I also spoke to Christopher Burgess, a 30-year veteran of the CIA and a recipient of the Distinguished Career Intelligence Medal. He was also my penultimate chief of station before I left the CIA.

Christopher told me,

When a country loses its ability to project trust the ripple effect touches all arms of the government, including the intelligence community. This includes both liaison relationships which are, by their very nature, built upon the trust between organizations and governments, as well as the recruitment of sources of information, information being collected to ensure the policy makers of this country have the best possible optic on a given situation in order to not make a miscalculation.

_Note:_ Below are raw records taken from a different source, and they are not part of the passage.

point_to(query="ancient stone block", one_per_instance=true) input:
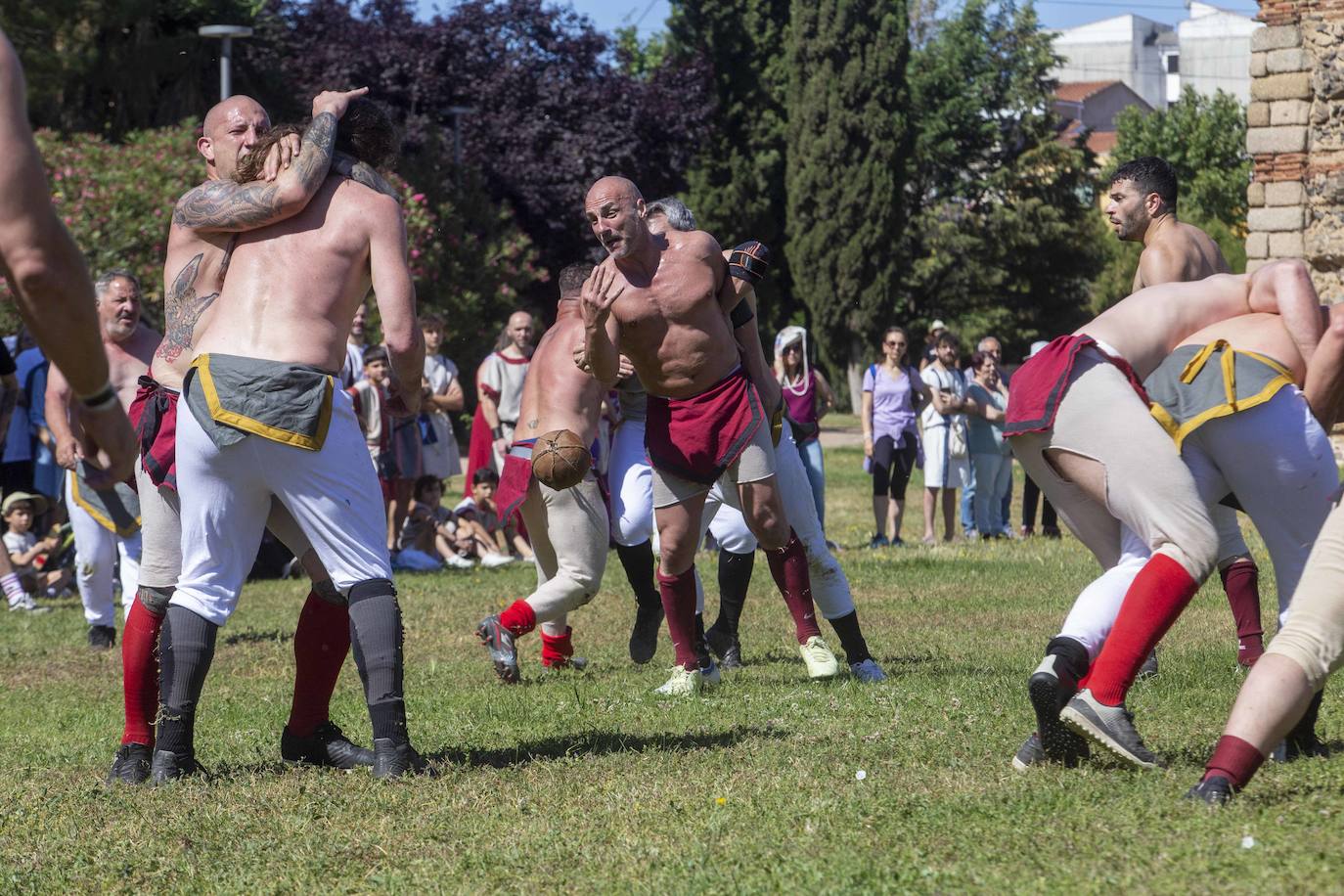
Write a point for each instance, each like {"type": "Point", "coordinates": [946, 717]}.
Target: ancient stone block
{"type": "Point", "coordinates": [1279, 61]}
{"type": "Point", "coordinates": [1276, 38]}
{"type": "Point", "coordinates": [1275, 219]}
{"type": "Point", "coordinates": [1289, 112]}
{"type": "Point", "coordinates": [1275, 140]}
{"type": "Point", "coordinates": [1286, 86]}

When those individuals with access to that information lose trust that their identity and information will not be protected, they will remain silent and the policy makers in this country will remain blind.

When you’re blind, you get things like Pearl Harbor and 9/11.

Like everything in the world of human intelligence operations, this is murky. There are competing values at play, and you cannot measure the potential assets that you couldn’t recruit because they didn’t trust you, or the information a liaison service didn’t share because they didn’t trust the current administration. I also can’t provide current examples of where this may occur, because it would be illegal for currently serving CIA officers to tell me, and even if they did, if I printed their comments in an article without getting clearance from the CIA, I’d be liable for fat fines and possibly jail time.

What I could do is sound out Marc Polymeropoulos. He is a 26-year CIA vet with the most recent insight about how perceptions of the US abroad might be affecting the ability of the CIA to perform its mission. He retired from the CIA in the summer of 2019 from a senior position as a deputy division chief. He’s not universally loved by current Agency leadership because he’s vocal about their shortcomings.

What Marc saw as relatively smooth sailing for the CIA’s critical operations during the first two years of the Trump administration is beginning to change.

He told me,

There was no real change with our relationships with allies in the first two years. They understood we’d elected a giant disruptor. Everyone just kept their heads down and kept doing the work.

That started to change in the months before I retired. I’m confident this remains the case right now. Our partners are thinking they may have to hedge their bets. They’re getting tired of things like the President’s dalliance with adversaries like Putin and Erdoğan while he’s criticizing our allies. Abandoning our allies in Syria. Our alliances are creaking under pressure.

Still, Polymeropoulos was relatively optimistic about the CIA’s ability to keep performing its mission. Assuming, that is, the US switches the current chief executive, who routinely denigrates and ignores the intelligence community, for one who understands the intelligence community’s value added, and why working with your allies is a good thing.

Polymeropoulos said,

Our most important partners understand this is a cult of one. Also, Biden knows everybody from his time on Senate Foreign Relations. He knows national security people all over the world. I don’t think there is lasting damage. Yet. I think if Biden wins, the day after, the world will breathe a sigh of relief. Things can all go back to normal if that changes.

But, a second Trump term? That’s a catastrophe.